In the modified GFF, the ORF1ab gene entry is replaced with 2 gene entries for ORF1a and ORF1b:
$ diff GCA_009858895.3_ASM985889v3_genomic.220131.gff MN908947.3-orf1a-orf1b-gene-split.gff
10,12c10,13
< MN908947.3 Genbank gene 266 21555 . + . ID=gene-orf1ab;Name=orf1ab;gbkey=Gene;gene=orf1ab;gene_biotype=protein_coding
< MN908947.3 Genbank CDS 266 13468 . + 0 ID=cds-QHD43415.1;Parent=gene-orf1ab;Dbxref=NCBI_GP:QHD43415.1;Name=QHD43415.1;Note=translated by -1 ribosomal frameshift;exception=ribosomal slippage;gbkey=CDS;gene=orf1ab;product=orf1ab polyprotein;protein_id=QHD43415.1
< MN908947.3 Genbank CDS 13468 21555 . + 0 ID=cds-QHD43415.1;Parent=gene-orf1ab;Dbxref=NCBI_GP:QHD43415.1;Name=QHD43415.1;Note=translated by -1 ribosomal frameshift;exception=ribosomal slippage;gbkey=CDS;gene=orf1ab;product=orf1ab polyprotein;protein_id=QHD43415.1
---
> MN908947.3 Genbank gene 266 13468 . + . ID=gene-ORF1a;Name=ORF1a;gbkey=Gene;gene=ORF1a;gene_biotype=protein_coding
> MN908947.3 Genbank CDS 266 13468 . + 0 ID=cds-QHD43415.1;Parent=gene-ORF1a;Dbxref=NCBI_GP:QHD43415.1;Name=QHD43415.1;Note=translated by -1 ribosomal frameshift;exception=ribosomal slippage;gbkey=CDS;gene=ORF1a;product=ORF1a polyprotein;protein_id=QHD43415.1
> MN908947.3 Genbank gene 13468 21555 . + . ID=gene-ORF1b;Name=ORF1b;gbkey=Gene;gene=ORF1b;gene_biotype=protein_coding
> MN908947.3 Genbank CDS 13468 21555 . + 0 ID=cds-QHD43415.1;Parent=gene-ORF1b;Dbxref=NCBI_GP:QHD43415.1;Name=QHD43415.1;Note=translated by -1 ribosomal frameshift;exception=ribosomal slippage;gbkey=CDS;gene=ORF1b;product=ORF1b polyprotein;protein_id=QHD43415.1
Like you said, it's not great from a reproducibility standpoint to use a modified unofficial GFF, but at least we get the expected results for the ORF1b region.

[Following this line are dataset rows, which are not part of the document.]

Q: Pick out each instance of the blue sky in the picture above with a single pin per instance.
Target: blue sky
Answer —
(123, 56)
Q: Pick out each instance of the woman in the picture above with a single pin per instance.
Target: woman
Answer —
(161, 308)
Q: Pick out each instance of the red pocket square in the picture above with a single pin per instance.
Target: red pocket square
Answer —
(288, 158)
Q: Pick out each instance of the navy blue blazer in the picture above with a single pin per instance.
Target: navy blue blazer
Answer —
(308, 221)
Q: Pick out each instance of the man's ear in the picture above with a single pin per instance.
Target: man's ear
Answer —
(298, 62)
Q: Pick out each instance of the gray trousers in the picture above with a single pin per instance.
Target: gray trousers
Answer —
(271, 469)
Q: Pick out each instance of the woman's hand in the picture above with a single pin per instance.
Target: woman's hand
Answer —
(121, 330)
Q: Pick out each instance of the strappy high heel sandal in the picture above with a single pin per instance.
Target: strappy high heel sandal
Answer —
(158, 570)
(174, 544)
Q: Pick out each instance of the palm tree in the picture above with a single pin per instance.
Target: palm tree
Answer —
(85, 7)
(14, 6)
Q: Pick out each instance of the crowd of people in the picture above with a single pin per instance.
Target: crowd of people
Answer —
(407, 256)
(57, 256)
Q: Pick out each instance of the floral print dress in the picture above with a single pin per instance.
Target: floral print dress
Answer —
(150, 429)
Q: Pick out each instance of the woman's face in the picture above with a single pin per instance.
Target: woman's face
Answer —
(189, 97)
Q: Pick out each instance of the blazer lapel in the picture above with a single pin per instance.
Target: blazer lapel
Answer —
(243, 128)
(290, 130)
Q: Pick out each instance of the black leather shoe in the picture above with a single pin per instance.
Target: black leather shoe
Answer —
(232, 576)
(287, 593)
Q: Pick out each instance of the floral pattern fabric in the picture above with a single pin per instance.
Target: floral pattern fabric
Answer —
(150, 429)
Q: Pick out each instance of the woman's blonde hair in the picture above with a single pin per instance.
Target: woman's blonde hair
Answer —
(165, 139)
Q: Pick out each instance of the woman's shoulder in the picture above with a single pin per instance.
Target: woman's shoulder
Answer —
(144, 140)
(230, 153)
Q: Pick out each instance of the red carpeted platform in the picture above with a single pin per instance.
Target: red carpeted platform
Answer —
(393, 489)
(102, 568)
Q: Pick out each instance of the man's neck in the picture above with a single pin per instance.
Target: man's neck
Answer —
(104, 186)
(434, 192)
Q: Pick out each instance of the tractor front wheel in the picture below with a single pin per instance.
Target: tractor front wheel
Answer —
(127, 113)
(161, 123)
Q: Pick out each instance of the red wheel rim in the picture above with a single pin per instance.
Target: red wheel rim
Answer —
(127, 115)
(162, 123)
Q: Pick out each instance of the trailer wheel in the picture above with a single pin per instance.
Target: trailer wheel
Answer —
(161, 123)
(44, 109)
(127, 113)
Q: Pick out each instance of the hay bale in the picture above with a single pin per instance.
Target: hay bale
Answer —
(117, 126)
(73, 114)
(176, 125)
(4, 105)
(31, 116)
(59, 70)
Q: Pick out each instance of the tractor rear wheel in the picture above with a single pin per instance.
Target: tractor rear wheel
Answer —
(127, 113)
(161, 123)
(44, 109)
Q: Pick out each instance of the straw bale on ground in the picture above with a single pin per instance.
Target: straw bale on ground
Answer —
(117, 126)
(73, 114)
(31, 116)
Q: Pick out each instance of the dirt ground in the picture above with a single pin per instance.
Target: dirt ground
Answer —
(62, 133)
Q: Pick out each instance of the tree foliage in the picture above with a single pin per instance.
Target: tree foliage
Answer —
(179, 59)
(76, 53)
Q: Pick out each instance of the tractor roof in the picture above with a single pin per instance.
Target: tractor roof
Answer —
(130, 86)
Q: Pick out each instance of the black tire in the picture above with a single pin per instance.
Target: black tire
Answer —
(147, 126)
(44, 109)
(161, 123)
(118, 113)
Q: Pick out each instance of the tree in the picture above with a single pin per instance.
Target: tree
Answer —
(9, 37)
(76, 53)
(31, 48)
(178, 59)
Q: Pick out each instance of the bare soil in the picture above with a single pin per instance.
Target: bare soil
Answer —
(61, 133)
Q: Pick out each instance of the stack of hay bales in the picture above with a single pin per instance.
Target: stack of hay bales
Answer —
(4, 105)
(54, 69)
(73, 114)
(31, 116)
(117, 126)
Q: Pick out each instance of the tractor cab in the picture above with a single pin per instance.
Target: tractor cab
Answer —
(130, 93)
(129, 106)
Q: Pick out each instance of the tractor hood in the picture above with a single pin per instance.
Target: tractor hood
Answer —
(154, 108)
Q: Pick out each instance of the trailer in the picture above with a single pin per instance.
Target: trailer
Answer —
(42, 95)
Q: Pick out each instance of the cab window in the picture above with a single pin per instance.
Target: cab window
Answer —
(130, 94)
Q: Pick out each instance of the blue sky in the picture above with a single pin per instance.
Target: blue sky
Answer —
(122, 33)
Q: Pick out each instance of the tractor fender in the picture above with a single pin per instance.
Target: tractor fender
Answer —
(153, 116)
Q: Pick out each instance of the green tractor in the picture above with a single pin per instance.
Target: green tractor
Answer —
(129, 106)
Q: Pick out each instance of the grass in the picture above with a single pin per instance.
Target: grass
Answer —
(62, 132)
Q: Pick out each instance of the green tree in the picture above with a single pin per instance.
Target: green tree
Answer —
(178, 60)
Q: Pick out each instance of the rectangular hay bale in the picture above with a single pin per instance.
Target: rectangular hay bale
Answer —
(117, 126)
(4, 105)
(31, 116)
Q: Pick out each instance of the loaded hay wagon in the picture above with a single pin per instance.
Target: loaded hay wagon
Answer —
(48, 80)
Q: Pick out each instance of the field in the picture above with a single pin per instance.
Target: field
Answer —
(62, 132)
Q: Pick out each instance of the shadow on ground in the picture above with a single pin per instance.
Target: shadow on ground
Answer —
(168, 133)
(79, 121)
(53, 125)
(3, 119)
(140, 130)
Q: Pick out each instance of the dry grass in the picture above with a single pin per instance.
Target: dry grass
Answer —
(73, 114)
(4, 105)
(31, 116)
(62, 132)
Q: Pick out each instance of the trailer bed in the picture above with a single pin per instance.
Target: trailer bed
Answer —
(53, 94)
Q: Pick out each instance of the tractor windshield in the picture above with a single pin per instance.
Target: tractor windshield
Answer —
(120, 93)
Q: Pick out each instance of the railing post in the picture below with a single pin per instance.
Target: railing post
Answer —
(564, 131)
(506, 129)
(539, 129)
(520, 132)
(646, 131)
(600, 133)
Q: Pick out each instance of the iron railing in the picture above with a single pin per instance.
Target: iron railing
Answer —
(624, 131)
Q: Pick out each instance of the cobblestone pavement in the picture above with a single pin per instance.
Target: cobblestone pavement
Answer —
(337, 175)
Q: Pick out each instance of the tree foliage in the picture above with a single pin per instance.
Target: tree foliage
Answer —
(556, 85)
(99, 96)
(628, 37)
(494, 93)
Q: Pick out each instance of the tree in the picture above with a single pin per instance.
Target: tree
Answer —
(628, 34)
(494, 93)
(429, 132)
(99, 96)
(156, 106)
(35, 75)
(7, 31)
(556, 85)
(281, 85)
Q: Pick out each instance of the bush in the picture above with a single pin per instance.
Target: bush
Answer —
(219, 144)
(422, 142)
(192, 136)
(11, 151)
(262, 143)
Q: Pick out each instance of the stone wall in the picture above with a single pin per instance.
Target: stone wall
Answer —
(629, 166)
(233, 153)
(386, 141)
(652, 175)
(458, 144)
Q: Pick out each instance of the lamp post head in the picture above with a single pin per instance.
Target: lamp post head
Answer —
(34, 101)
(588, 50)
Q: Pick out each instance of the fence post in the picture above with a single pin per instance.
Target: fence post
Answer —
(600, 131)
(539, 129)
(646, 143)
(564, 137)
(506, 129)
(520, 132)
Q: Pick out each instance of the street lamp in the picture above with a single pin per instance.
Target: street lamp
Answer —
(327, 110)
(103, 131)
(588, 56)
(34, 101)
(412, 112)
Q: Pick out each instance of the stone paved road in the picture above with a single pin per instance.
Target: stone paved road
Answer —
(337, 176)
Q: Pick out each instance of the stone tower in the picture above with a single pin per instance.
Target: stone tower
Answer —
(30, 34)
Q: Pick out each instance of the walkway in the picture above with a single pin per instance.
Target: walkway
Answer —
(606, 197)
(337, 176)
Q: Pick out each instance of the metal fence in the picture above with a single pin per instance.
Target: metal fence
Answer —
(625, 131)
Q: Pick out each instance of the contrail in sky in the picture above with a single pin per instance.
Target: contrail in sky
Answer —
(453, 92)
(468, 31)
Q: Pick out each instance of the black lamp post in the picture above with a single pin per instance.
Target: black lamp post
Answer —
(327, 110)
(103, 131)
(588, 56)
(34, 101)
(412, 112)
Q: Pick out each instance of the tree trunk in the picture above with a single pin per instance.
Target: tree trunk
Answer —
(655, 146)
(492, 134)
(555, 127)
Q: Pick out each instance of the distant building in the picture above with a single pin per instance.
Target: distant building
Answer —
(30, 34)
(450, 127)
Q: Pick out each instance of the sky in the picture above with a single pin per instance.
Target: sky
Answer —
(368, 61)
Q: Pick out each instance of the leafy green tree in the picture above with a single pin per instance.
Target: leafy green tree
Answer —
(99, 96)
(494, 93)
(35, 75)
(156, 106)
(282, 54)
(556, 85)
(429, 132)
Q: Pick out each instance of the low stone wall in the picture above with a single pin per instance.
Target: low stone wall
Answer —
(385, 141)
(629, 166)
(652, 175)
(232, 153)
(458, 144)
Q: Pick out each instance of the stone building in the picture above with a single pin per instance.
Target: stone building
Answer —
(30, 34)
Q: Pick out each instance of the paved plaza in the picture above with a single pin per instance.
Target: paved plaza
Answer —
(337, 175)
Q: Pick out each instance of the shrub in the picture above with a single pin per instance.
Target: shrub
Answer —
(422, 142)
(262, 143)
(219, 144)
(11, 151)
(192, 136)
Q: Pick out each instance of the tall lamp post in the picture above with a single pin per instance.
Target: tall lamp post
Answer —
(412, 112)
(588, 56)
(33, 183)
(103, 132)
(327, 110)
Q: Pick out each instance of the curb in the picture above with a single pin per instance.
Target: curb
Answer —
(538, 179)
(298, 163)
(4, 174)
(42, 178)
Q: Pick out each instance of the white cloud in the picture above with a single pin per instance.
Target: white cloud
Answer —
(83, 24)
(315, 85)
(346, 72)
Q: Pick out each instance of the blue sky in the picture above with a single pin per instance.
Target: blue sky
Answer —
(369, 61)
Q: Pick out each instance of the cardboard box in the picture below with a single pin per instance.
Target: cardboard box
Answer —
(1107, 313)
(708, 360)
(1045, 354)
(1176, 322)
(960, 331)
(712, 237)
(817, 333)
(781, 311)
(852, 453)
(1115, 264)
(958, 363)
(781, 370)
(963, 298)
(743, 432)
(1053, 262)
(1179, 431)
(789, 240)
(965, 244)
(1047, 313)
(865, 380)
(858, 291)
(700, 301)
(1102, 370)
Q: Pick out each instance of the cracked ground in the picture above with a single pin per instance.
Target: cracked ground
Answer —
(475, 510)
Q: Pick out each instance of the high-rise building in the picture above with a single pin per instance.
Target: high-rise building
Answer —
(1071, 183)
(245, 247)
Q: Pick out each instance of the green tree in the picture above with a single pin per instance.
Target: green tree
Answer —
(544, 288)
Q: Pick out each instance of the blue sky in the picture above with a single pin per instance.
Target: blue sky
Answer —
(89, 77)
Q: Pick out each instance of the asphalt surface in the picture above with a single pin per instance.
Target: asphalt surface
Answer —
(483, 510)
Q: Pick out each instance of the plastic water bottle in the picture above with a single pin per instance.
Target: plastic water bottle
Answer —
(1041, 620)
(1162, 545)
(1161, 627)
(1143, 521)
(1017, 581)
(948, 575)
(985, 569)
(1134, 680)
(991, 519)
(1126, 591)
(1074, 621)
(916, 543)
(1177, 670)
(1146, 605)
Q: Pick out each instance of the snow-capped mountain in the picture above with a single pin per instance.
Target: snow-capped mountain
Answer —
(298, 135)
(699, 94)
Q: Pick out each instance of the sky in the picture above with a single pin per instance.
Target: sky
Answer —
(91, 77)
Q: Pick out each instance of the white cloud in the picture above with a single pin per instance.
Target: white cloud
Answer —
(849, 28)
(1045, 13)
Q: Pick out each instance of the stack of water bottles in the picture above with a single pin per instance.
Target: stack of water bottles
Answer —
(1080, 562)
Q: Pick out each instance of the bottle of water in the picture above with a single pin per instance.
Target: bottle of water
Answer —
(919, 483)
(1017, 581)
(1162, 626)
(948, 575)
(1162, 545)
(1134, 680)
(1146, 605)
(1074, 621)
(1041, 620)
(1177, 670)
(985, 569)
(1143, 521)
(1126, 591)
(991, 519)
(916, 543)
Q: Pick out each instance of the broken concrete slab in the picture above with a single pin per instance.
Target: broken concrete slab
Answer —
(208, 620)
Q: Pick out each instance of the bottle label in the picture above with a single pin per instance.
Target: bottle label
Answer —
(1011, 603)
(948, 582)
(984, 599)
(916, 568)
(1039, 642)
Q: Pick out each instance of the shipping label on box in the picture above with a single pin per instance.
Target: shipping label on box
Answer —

Thanks @peterk87 ! That is very helpful. Not sure what to do about this since most of the standard annotations don't have an explicit entry for ORF1b
. Will leave this issue open here as reference.
It's also interesting to note that GISAID/CoVsurver reports AA substitutions for the component NSPs of ORF1ab/ORF1a, e.g.
N_G215C
NSP3_A1711V
Spike_P809S
Spike_T95I
N_D63G
NS7a_E91D
...
Spike_D614G
NSP4_V167L
Spike_L452R
This info is also present in the GISAID metadata table (metadata_tsv_yyyy_MM_dd.tar.xz
) you can download from GISAID under the "AA Substitutions" field. Unfortunately, I haven't been able to find much info about how or what they use for generating this info.
We've encountered issues with the reporting of ORF1ab mutations falling in the ORF1b region where the -1 frameshift is not taken into account by SnpEff.
Nextclade uses a different GFF than viralrecon when using MN908947.3 genome profile:
https://github.com/nextstrain/nextclade/blob/96e42468cae447afdbc9d0eda73f160e8049e6e4/data/sars-cov-2/genemap.gff#L8
https://github.com/nf-core/test-datasets/blob/viralrecon/genome/MN908947.3/GCA_009858895.3_ASM985889v3_genomic.200409.gff.gz
So for example a C14322T nucleotide substitution will be reported by SnpEff as a T4686I AA substitution, but Nextclade will only report the nucleotide substitution and no AA substitution.
The AA at position 4686 should be Y instead of the T reported by SnpEff:
screenshot from https://www.ncbi.nlm.nih.gov/protein/QHD43415.1?report=graph
Potential solution
Use a custom GFF with separate ORF1a and ORF1b "gene" entries like Nextclade does.